Se posó en la lampara allá bien arriba y recordó aquella tonada que escucharía durante un largo rato, repitiéndose las escalas musicales para después crearse el escándalo de armonía perfecta.
Todavía las notas le hablaban, le susurraban cosas, le erizaban las plumas de su cubierto cogote.
El compadre, intelectual y borracho, le dice al otro - Bolero, de Maurice Ravel. ¡Espectacular!- y se sienta en la silla de mimbre que esta contigua a una pared que limita con un terreno baldío, donde una gran y negra ave escucha las notas que lo tienen embelesado. El enorme carroñero se olvida de lo que buscaba entre el crecido monte, y con la armonía sonando bello en el ambiente, se acerca a un lado de la alta pared a saborear aquello que le era nuevo.
Sentía éxtasis, alegría, melodías escondidas en su ser.

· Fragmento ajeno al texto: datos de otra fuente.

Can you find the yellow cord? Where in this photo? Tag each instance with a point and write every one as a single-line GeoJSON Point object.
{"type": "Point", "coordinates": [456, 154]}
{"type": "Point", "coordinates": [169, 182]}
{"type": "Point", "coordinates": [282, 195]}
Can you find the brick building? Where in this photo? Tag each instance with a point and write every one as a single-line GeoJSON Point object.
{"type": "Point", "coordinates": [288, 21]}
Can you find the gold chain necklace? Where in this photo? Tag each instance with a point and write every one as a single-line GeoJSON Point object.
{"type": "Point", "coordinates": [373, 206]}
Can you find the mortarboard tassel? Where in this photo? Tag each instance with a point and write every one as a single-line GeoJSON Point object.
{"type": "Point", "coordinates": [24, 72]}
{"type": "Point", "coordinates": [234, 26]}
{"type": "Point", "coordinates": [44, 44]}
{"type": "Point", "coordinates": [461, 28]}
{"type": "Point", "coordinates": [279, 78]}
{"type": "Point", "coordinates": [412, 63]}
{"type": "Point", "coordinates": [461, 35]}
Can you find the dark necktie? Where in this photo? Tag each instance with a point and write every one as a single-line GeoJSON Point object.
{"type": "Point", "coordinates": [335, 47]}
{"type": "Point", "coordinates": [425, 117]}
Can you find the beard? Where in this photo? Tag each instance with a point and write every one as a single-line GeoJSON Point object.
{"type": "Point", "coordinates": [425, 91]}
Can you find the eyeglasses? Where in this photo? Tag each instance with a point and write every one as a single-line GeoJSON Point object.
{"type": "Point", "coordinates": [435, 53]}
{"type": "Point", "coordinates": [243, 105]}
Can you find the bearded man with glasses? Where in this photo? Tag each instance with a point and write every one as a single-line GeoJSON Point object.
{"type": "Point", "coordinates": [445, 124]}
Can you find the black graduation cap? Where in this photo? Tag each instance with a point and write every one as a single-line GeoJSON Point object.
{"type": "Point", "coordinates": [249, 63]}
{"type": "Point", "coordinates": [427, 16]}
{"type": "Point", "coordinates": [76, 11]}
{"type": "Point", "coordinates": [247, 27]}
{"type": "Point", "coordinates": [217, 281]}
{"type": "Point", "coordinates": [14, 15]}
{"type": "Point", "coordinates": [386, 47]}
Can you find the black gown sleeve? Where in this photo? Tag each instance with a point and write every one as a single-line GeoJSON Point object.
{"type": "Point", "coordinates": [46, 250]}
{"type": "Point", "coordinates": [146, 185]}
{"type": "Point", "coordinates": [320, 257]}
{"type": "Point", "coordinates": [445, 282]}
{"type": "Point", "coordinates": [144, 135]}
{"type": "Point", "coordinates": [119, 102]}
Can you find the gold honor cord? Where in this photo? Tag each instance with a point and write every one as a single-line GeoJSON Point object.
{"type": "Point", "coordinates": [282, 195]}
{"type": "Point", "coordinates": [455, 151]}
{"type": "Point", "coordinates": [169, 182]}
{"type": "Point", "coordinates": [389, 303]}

Cuando terminó la pieza clásica al gran pájaro le dio por volar, por olvidarse de lo demás, del bodrio que debía comer, de la hedionda agua que tomaba en las orillas de las calles, de las peleas con sus congéneres.
La melodía que había escuchado despertó algo muy dentro de sí.
Dejaba de ser un simple pájaro, para ser algo más.
Se posó en la lampara y recordó aquella tonada.
Cerró sus ojos y se dejó llevar por la marea musical que ahora radicaba en su corazón.
Respiró hondo y saboreó con gusto, y muy humildemente, a los rayos de calor de aquel hermoso fuego que se movía lentamente en el cielo.
La brisa le terminó de encantar el momento.